W wyniku ataku na ukraińskich dziennikarzy berlińska policja wszczęła sprawę administracyjną, a sprawcy grozi kara grzywny lub deportacja do Federacji Rosyjskiej. Rażącą arogancję Rosjan wzmocnił fakt, że zachowywali się jak gospodarze podczas obchodów święta i ignorowali wszelkie konwencje. Należy zauważyć, że władze Berlina zakazały wywieszania rosyjskich flag podczas imprez masowych w dniach 8-9 maja, ale Rosjanie faktycznie to zignorowali, używając swojej flagi podczas masowych marszów.
Fakt ataku na ukraińską ekipę telewizyjną potwierdza oczywisty wniosek: Rosjanie żywią nienawiść do Ukraińców, która jest dziedziczona na poziomie genetycznym.

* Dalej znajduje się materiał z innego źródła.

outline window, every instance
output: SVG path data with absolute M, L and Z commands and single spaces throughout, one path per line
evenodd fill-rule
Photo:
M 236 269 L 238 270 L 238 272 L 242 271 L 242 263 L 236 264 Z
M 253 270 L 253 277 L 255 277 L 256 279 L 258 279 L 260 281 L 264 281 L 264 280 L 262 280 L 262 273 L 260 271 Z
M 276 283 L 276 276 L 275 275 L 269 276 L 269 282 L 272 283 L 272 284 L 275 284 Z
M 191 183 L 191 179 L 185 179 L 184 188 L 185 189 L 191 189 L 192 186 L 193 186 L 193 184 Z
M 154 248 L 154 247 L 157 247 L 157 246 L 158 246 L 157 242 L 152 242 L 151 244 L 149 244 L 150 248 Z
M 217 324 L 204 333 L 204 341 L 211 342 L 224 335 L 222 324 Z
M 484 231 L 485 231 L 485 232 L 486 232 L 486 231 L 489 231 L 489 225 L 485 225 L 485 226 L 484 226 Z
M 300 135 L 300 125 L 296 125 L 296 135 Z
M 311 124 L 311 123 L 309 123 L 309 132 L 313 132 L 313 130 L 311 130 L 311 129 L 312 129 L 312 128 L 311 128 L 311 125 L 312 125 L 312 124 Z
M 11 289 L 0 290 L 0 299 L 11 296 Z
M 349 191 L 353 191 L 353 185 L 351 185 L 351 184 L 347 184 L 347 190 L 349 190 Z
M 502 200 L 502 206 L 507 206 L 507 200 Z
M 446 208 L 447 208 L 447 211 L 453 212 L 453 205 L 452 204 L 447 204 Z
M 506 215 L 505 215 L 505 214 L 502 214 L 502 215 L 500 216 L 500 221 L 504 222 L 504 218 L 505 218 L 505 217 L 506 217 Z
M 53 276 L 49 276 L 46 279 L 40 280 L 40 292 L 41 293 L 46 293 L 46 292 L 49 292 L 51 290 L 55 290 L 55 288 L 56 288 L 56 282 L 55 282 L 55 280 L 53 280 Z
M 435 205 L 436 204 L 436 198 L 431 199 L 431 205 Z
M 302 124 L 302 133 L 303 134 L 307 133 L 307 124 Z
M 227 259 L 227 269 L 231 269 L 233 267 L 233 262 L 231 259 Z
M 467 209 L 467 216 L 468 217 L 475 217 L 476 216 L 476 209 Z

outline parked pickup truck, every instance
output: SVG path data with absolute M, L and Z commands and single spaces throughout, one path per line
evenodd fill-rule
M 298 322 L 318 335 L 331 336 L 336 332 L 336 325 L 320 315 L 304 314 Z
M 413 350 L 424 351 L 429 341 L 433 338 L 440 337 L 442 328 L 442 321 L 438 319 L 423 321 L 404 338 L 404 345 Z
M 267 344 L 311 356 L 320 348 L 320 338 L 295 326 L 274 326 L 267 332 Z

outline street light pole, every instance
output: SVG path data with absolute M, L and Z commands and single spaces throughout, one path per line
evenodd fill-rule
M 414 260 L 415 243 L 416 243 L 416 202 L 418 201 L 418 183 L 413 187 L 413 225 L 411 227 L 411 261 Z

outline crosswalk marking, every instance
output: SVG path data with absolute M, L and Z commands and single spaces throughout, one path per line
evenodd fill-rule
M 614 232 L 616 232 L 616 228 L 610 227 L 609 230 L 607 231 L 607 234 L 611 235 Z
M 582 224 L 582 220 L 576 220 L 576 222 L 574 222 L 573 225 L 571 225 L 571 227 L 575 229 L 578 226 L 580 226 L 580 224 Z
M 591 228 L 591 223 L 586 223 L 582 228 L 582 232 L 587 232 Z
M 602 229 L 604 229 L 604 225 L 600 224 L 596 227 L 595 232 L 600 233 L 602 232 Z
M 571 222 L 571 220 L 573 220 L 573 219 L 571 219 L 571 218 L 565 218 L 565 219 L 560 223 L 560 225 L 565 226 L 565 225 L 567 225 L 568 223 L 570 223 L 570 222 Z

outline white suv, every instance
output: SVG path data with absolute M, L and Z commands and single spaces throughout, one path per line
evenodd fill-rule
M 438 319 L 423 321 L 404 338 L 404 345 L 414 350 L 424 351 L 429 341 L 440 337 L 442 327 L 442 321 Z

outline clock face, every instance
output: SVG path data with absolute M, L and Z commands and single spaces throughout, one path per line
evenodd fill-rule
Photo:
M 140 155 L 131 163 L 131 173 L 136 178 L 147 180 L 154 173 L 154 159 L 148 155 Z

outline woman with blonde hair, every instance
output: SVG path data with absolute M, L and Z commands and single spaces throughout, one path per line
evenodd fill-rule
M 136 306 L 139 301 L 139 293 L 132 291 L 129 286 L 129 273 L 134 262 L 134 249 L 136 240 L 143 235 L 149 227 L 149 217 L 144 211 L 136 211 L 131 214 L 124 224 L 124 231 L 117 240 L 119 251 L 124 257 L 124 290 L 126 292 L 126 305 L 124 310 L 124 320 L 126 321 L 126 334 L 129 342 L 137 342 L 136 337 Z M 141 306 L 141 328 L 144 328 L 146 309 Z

Język ukraiński, który usłyszeli, wystarczył, aby oni stracili panowanie nad sobą i popadli w jawną agresję i przemoc wobec kobiety. Współczesne społeczeństwo rosyjskie jest zbiorowym obrazem grupy Rosjan w Niemczech, napędzane podobnymi pobudkami i postawami. Właśnie dlatego na wszystkie sposoby ono aprobuje ludobójstwo na Ukraińcach dokonywane na Ukrainie przez wojska rosyjskie, a notowania Putina, mimo presji sankcji, wciąż rosną.
Przeciętny Rosjanin jest gotów znosić wszystkie trudności i braki, pozostając wiernym wobec swojego dyktatora, przekonanym o słuszności i konieczności całkowitego ludobójstwa na narodzie ukraińskim. Rosyjska propaganda posunęła się zbyt daleko, dlatego wojna na Ukrainie to odzwierciedlenie tego, na co czeka każdy europejski kraj, jeżeli Rosję i jej okropne dziecko – raszyzm, nie zatrzymać na Ukrainie. W każdym swoim przemówieniu Putin twierdzi bez ogródek, że cywilizacja zachodnia jest wrogiem Rosji, którego należy zniszczyć w każdy dostępny sposób: aż do fizycznej eliminacji każdego człowieka.